Funeral home and crematoria operator InvoCare has reassured investors the end is nigh for its somewhat delayed national Oracle ERP rollout project, with crucial hardware and telephony systems now in place to allow finalisation.

The Australia-wide aggregator of undertakers on Thursday dug-up a decent set of numbers on its efforts to despatch disparate legacy Salesforce and Epicor systems that were declared at “end of life” in 2018, replacing the mish mash with a single platform across all its brands.

The scale of the rollout inflated InvoCare’s IT capex by a whopping 493 percent in the previous corresponding half year, after costs soared from $1.5 million to $8.9 million.

But with 290 ‘funeral locations’ and 16 cemeteries across Australia, New Zealand and Singapore, the costs of legacy systems which refuse to die can, and often do, come back and haunt you.

Mind you, old computers and software aren’t the only malingerers hitting valuable revenue.

People not dying as planned can also be a perennial problem for InvoCare, with the deaths in corresponding previous period (PCP) not as reliable as usual.

“Deaths across InvoCare’s markets are reverting back to historic norms at an estimated growth of 1.2 percent on PCP,” InvoCare’s CEO Martin Earp cheerily told investors in Thursday’s presentation, with the company touting “positive results from growth strategies”.

Still, Australia has a rising population, so the business will come, it’s just a matter of figuring out when – and managing costs.

Which is where the new Oracle system comes in, namely as the core platform for InvoCare’s ‘protect and grow’ initiative that will standardise systems across InvoCare’s constellation of 61 brands, many of which originated from, or still are, small, family-owned businesses (on Excel).

It’s better known national brands include White Lady, Simplicity and Value Cremations.

Still, transformation, the sort when you stay alive, wasn’t meant to be easy.

InvoCare’s cash flow highlights noted an “adverse impact on cash collection during transition to a new ERP system” over the preceding half-year.
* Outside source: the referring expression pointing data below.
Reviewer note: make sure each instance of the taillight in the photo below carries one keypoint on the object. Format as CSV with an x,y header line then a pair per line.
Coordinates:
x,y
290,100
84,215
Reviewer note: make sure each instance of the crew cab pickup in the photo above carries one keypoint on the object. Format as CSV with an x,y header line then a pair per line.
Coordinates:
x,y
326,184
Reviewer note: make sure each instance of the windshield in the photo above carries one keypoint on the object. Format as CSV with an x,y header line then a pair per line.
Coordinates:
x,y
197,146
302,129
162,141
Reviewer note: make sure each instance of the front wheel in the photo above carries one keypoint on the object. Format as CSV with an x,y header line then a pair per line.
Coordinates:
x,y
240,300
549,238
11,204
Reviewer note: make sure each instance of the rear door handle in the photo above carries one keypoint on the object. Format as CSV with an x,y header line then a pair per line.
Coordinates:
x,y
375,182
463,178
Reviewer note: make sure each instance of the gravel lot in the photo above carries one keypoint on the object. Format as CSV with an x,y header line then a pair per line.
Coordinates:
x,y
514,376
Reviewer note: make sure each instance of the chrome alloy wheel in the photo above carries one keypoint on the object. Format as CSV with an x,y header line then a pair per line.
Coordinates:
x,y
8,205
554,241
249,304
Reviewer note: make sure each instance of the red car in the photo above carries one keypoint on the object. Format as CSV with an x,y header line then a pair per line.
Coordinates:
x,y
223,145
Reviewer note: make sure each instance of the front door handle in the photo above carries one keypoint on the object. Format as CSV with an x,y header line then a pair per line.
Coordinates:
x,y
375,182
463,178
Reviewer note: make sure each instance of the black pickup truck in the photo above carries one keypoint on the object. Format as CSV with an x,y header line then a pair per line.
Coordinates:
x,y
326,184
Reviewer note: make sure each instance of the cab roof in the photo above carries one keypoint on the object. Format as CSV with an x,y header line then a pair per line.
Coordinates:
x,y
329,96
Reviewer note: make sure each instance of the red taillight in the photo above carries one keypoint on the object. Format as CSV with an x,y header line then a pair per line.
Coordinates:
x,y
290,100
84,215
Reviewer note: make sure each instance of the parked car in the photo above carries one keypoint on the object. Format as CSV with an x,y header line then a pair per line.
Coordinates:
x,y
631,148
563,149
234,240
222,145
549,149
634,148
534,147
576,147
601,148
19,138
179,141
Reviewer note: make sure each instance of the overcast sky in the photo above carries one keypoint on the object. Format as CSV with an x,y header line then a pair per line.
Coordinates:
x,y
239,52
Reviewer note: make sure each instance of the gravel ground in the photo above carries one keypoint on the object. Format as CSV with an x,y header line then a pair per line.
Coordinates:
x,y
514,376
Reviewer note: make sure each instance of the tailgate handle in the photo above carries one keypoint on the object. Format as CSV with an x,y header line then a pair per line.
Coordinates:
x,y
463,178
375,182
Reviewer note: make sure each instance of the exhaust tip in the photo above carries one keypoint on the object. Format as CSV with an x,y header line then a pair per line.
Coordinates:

From what we can tell, that meant stonemasons went onto the trade creditors list for a while.  

But the worst is over, InvoCare said, pointing to a revival in the coming year under its “operational efficiencies” commentary. It’s half way there.

“The collaboration between the ERP project team and operational team, along with the commitment and resilience of our field staff mean that by the end of H1 2019 circa 50 percent of the sites had been converted to the new system,” investors were reassured.

“The project should be implemented by the end of H2 2019. The benefits of this new technology are both operational (procurement, reduction in administration, scheduling, dynamic pricing) but also, and perhaps more importantly, is delivering vastly improved reporting capabilities.”  

InvoCare’s latest numbers did reflect a substantial drop in IT capex after the previous period’s fivefold leap, with the capex summary booking in a 55 percent drop to $4 million versus $8.9 million in the previous corresponding period.

Clearly something clicked … perhaps a site visit? We can only speculate. Oracle’s ERP system, however, will soon be used to farewell dead dogs.

InvoCare has certainly embraced scale.

InvoCare’s results presentation tells us its hopped species (well not really) and fired-up a “pet cremations” line.

“The pet cremation sector is a natural expansion of InvoCare’s core business,” the company said.

“The humanisation of pets has driven strong growth in the pet care market sector.”

Funeral insurance for your dog. It’s coming soon.